Modeling fracture in viscoelastic materials using a modified incremental meshfree RPIM and DIC technique

Abstract

In the present work, fracture mechanics of linear viscoelastic materials is investigated numerically and experimentally. Herein, an effective and accurate meshfree method is developed to analyze fracture mechanics in viscoelastic problems. To this end, an incremental approach with higher-order finite difference (FD) schemes for analysis of viscoelastic materials in the time domain, along with an improved meshfree method based on the global weak formulation, i.e. the radial point interpolation method (RPIM), is employed.
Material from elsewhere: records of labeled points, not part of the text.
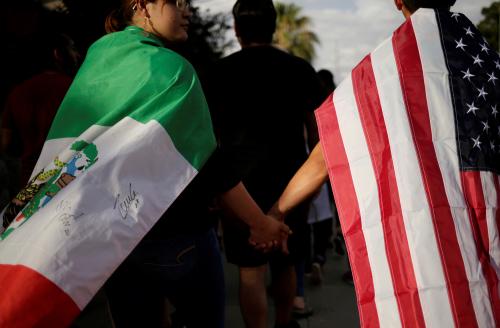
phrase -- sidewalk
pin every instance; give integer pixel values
(334, 302)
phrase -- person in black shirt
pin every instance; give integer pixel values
(261, 99)
(179, 259)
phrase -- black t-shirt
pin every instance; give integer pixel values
(259, 98)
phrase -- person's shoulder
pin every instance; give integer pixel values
(134, 46)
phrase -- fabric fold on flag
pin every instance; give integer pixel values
(412, 144)
(132, 132)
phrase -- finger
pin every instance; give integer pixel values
(284, 246)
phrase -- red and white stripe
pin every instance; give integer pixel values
(422, 237)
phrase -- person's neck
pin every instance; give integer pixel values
(254, 44)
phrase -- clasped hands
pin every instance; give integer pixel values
(270, 233)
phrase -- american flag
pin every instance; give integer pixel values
(412, 144)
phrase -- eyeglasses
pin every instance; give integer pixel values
(180, 4)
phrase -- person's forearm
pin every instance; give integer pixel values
(305, 183)
(242, 205)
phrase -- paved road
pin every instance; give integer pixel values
(333, 302)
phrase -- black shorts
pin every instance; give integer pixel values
(241, 253)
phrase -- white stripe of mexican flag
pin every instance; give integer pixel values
(79, 238)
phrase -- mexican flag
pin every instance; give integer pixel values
(132, 132)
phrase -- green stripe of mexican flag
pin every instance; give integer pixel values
(130, 135)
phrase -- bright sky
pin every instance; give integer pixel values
(349, 29)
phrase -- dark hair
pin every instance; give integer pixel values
(255, 20)
(414, 5)
(121, 17)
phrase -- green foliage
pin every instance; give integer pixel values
(207, 32)
(293, 33)
(490, 23)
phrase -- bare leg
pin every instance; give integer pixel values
(253, 298)
(284, 286)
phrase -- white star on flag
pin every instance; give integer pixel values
(492, 77)
(484, 48)
(468, 31)
(472, 108)
(467, 75)
(478, 60)
(477, 143)
(497, 64)
(486, 126)
(482, 93)
(494, 111)
(460, 44)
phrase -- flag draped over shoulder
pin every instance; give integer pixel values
(412, 144)
(131, 133)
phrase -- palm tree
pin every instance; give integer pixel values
(293, 33)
An accurate and efficient integration approach with minimum computational cost, i.e. the background decomposition method (BDM), is also used to compute the domain integrals. To evaluate the accuracy and efficiency of the proposed numerical method, first, two example problems are provided and the robustness of the presented method is assessed. Then, a non-contact full-field optical method, i.e. the digital image correlation technique, is utilized to investigate the viscoelastic fields of a polymer, polymethyl-methacrylate (PMMA), during crack propagation in mode I. Also, in order to properly model the fracture behavior of this material by the meshfree RPIM, the mechanical properties of the PMMA, including the Prony viscoelastic parameters, are obtained by an ASTM test method. Moreover, the obtained results from the DIC test and also the load-displacement curve of the cracked specimen are compared with the results of the proposed meshfree RPIM and a very close agreement is observed.